Rino Barillari è da sempre in prima linea. Passeggia con l’occhio vigile per le vie del centro, si apposta davanti ai ristoranti, ha una rete di informatori, assolutamente segreta, che lo avvisa via sms o whatsapp quando c’è un personaggio o una situazione interessante. E lui è pronto a scattare, la macchina fotografica appesa al collo, una cravatta sempre in tasca, “non si sa mai, a volte devo entrare in locali di un certo tipo e allora ho il look giusto”, al collo il ciondolo con la scritta “La guerra è la guerra” che è il suo motto.
Sulla notizia, a volte dentro la notizia. Ha attraversato gli anni patinati della Dolce Vita romana, è passato attraverso quelli bui del terrorismo fino a oggi, in trincea a resistere con le sue Nikon o Leica contro l’avanzata spietata dei cellulari e lo strapotere dei social network.
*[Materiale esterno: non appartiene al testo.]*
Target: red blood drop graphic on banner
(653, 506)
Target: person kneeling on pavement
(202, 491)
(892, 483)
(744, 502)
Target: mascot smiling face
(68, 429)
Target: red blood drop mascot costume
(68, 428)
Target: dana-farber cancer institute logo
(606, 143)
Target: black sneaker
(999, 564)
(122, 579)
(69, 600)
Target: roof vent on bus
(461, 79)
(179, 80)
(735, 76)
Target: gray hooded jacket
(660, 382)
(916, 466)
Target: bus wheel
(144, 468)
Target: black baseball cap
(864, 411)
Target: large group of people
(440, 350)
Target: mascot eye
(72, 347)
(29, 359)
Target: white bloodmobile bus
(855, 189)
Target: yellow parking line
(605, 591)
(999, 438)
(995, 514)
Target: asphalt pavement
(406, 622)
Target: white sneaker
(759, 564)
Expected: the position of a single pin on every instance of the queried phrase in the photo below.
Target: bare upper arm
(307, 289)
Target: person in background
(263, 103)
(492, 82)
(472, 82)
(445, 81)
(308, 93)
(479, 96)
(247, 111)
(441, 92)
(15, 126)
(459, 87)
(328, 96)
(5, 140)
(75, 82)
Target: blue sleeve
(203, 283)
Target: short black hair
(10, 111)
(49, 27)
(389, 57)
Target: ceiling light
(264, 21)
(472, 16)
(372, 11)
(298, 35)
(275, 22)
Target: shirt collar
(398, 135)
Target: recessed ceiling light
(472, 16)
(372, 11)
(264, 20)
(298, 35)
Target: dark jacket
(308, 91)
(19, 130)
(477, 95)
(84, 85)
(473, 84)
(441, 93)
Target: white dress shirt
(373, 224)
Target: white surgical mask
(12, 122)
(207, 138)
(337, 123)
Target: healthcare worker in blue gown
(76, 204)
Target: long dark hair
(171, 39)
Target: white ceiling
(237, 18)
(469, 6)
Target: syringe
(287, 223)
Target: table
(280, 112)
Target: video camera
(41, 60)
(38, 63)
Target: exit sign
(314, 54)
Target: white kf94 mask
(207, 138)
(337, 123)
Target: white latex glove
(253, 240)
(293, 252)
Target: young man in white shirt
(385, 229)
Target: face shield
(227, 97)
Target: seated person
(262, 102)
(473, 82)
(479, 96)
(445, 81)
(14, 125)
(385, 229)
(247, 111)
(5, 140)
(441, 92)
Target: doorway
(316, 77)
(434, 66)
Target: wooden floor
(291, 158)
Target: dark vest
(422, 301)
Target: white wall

Ha immortalato davvero tutti: Richard Burton e Liz Taylor, Audrey Hepburn e Mel Ferrer sulla Scalinata di Trinità dei Monti, Brigitte Bardot con Gunter Sachs e poi Frank Sinatra, Sofia Loren e Carlo Ponti, Virna Lisi “di una bellezza che aumentava con gli anni” e poi il suo amico Alberto Sordi, Marcello Mastroianni, Robert De Niro. Praticamente tutti i vip internazionali e italiani. E poi politici, latitanti, criminali.
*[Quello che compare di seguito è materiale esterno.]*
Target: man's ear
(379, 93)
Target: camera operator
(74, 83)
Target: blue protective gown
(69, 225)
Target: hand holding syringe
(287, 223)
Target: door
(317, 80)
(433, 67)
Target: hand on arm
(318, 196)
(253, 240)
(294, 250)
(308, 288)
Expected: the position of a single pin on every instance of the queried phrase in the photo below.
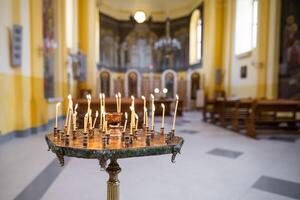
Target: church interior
(134, 99)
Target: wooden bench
(270, 114)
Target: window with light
(246, 26)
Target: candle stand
(104, 148)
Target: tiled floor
(215, 164)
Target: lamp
(140, 16)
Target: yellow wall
(22, 101)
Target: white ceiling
(158, 9)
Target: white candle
(137, 121)
(132, 119)
(152, 121)
(132, 112)
(103, 96)
(163, 116)
(176, 106)
(95, 119)
(74, 120)
(126, 116)
(88, 97)
(120, 102)
(100, 108)
(144, 117)
(69, 104)
(117, 100)
(56, 113)
(146, 114)
(85, 122)
(69, 121)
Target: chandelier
(167, 42)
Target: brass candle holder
(114, 120)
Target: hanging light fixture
(167, 42)
(140, 16)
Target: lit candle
(106, 132)
(152, 120)
(88, 97)
(120, 101)
(176, 106)
(163, 116)
(56, 113)
(144, 117)
(74, 120)
(100, 97)
(103, 96)
(95, 119)
(126, 116)
(117, 100)
(69, 104)
(137, 121)
(103, 121)
(90, 120)
(74, 117)
(132, 119)
(132, 112)
(85, 122)
(69, 121)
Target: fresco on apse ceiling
(289, 72)
(126, 45)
Barillari è sempre più convinto che per avere foto diverse, movimentate bisogna far arrabbiare il personaggio. “Negli anni ’60 dovevi sparargli il flash in faccia, il vip infastidito si copriva il viso e gli occhi con le mani e sembrava che volesse nascondersi, si aveva quell’effetto sorpresa che tanto piace ai lettori e ai direttori dei giornali. Allora era scoop. Spesso poi con i personaggi ti mettevi d’accordo. Fingevano di tirarti una sedia, un bicchiere pieno di vino. Tutto per creare immagini più movimentate. Ora anche un bambino con un cellulare può fregarti, poi sono gli stessi vip che pubblicano le foto su Instagram o Facebook che poi rimbalzano su tutti i siti di informazione. Quindi adesso oltre alla foto devo capire la situazione, ascoltare un dialogo, per fare uno scoop devo dare ai giornali non solo lo scatto ma anche una notizia. Purtroppo Roma non è più la stessa, non è più quel posto incantato dove la vita sembrava un film. Ora è solo una cartolina sbiadita, qui si sta sempre peggio e i vip non durano che qualche stagione”.
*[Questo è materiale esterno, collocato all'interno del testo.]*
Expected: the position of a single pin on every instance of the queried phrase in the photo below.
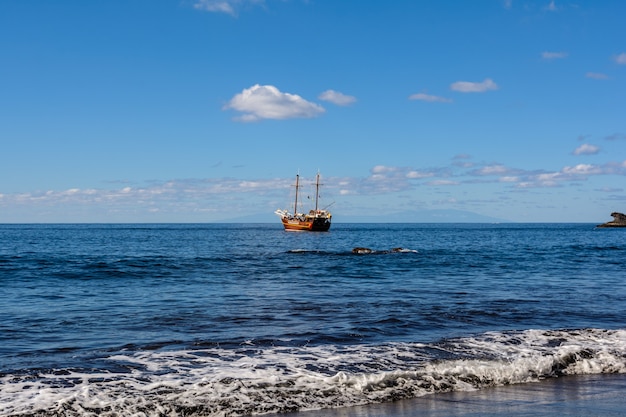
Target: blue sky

È orgoglioso di essere chiamato “paparazzo” perché per lui la fotografia di cronaca è la storia di un Paese mentre il ritratto è finzione. “Nei servizi posati, in cui il fotografo entra in casa e il personaggio finge di leggere o di riposare sul divano, c’è solo fiction. Ma la gente ha bisogno di verità, vuole sapere dove vanno a cena i personaggi famosi, dove vanno in vacanza, con chi…Il compito del paparazzo è appunto scoprire dei segreti”. Non è ancora stanco di svelare tradimenti, amori che sbocciano, pancini sospetti e figli che nascono. Lavora sempre, e sempre allo stesso modo: camminando per le vie del centro di Roma di notte e di giorno. Nonostante l’amore per la sua terra non crede potrà tornare a vivere in Calabria: “Mi sono risposato lì pochi mesi fa, qui ci sono i figli, i nipoti. I calabresi non sono egoisti, hanno rispetto verso gli altri. Tornare a casa significherebbe lasciare tutto…”. In questo “tutto” c’è la famiglia, certo, ma c’è soprattutto quel fuoco che gli brucia dentro da 59 anni, da quando appena quattordicenne è arrivato a Roma e ha cominciato a consumare le suola per trovare lo scatto giusto, quello di copertina.